The review really has me thinking.  On one hand, I want kids to continue to operate lemonade stands and churches to keep doing bake sales and cake walks.  On the other hand, the review described conditions that were just plain nasty.
 
AJ Drew said:
The review really has me thinking.  On one hand, I want kids to continue to operate lemonade stands and churches to keep doing bake sales and cake walks.  On the other hand, the review described conditions that were just plain nasty.
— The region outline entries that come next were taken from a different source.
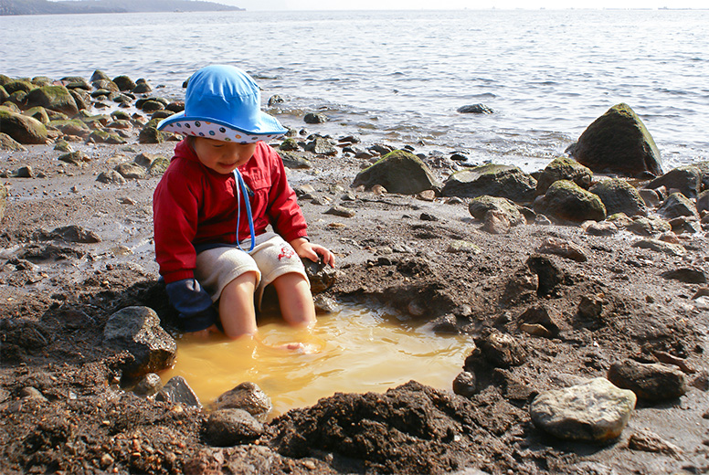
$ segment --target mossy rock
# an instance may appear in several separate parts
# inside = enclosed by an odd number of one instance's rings
[[[0,108],[0,131],[20,143],[40,144],[47,142],[47,127],[32,117]]]
[[[561,222],[602,221],[606,217],[600,197],[569,180],[553,183],[546,194],[534,201],[534,211]]]
[[[443,186],[444,196],[476,198],[499,196],[515,203],[534,199],[536,180],[516,166],[489,164],[451,174]]]
[[[536,182],[536,194],[544,195],[549,186],[558,180],[570,180],[587,190],[591,185],[593,172],[573,158],[559,157],[544,169]]]
[[[594,172],[630,176],[662,174],[655,141],[638,114],[625,103],[611,107],[594,121],[566,151]]]
[[[357,174],[352,186],[364,185],[365,189],[371,189],[375,185],[384,186],[389,193],[402,195],[416,195],[438,187],[426,164],[404,150],[386,153],[372,166]]]
[[[69,117],[79,113],[73,96],[64,86],[43,86],[27,93],[27,107],[42,106]]]
[[[625,180],[618,178],[603,180],[594,185],[589,191],[600,198],[608,215],[616,213],[625,213],[629,216],[648,215],[648,208],[640,193]]]

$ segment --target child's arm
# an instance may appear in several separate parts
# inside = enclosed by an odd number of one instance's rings
[[[330,249],[321,246],[319,244],[313,244],[305,238],[298,238],[291,241],[291,246],[295,249],[296,254],[301,258],[306,258],[313,262],[317,262],[320,259],[320,256],[323,256],[323,262],[334,267],[334,254]]]

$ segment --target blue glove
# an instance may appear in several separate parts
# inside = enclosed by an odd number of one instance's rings
[[[185,332],[199,332],[219,321],[212,298],[195,279],[184,279],[165,286],[170,304],[180,312]]]

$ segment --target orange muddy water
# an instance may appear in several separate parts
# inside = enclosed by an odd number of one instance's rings
[[[298,342],[304,349],[280,346]],[[165,383],[181,375],[209,406],[239,383],[257,384],[271,399],[270,417],[315,404],[335,392],[385,392],[411,379],[450,389],[472,348],[470,336],[435,335],[381,308],[343,304],[312,329],[278,317],[259,321],[256,339],[178,340]]]

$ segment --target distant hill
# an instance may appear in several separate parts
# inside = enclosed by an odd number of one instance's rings
[[[196,0],[0,0],[0,16],[130,12],[216,12],[243,10]]]

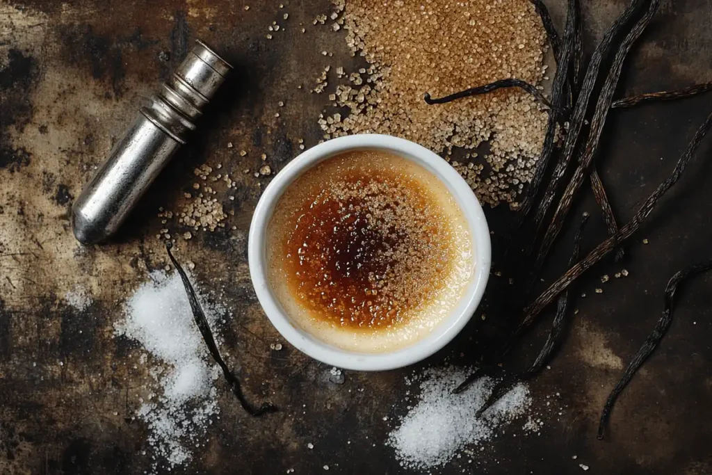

True. You never know. Back when I was doing chili cook-offs, the 10 gallons I made for the attendees was made at home and the one gallon I made for separate judging had to be made on site. Lord knows 10 gallons of chili wouldn't fit on my stove so I made it on a giant burner in the garage. I obviously made every attempt to make sure everything was clean and sanitary but health code restrictions said you couldn't serve any more than 1 ounce to the patrons. I even had a secret shopper from the health department come by my booth to measure what I was serving. I never did any big competitions and all of us really just did it for fun but it didn't stop the health department from sticking their nose in it.
 
There was a restaurant that used to dry fish hanging on the fire escape (of their residential apt.) next to my friend's apt. in NYC. Literally fish hanging on the dirty strips of metal. His place always smelled like rotten fish. Also I can tell you come really scary stories after living in Chinatown. With restaurants, the less you know the better lol.
 
I just googled this pic lol!!!!!
 
chinatown_drying_fish.jpg

 
 
Dang AJD I had to reread your post because after the first time through it all I could remember was "pocket cheese". :shocked: :sick:
 
Very good points by your wife by the way, reminded me of the time I bought a couple of smoked turkey legs at a fair. I ate the first one but walked around the fairgrounds with the other one not thinking twice about anything until a couple kids ran past me and kicked up a big cloud of dust that covered my leg. Wifey couldn't understand why I threw that second leg away even after I pointed out how totally filthy the entire area was. When the fair isn't in town, it's just a big dusty lot where people and their pets roam around dropping god-knows-what all over the place.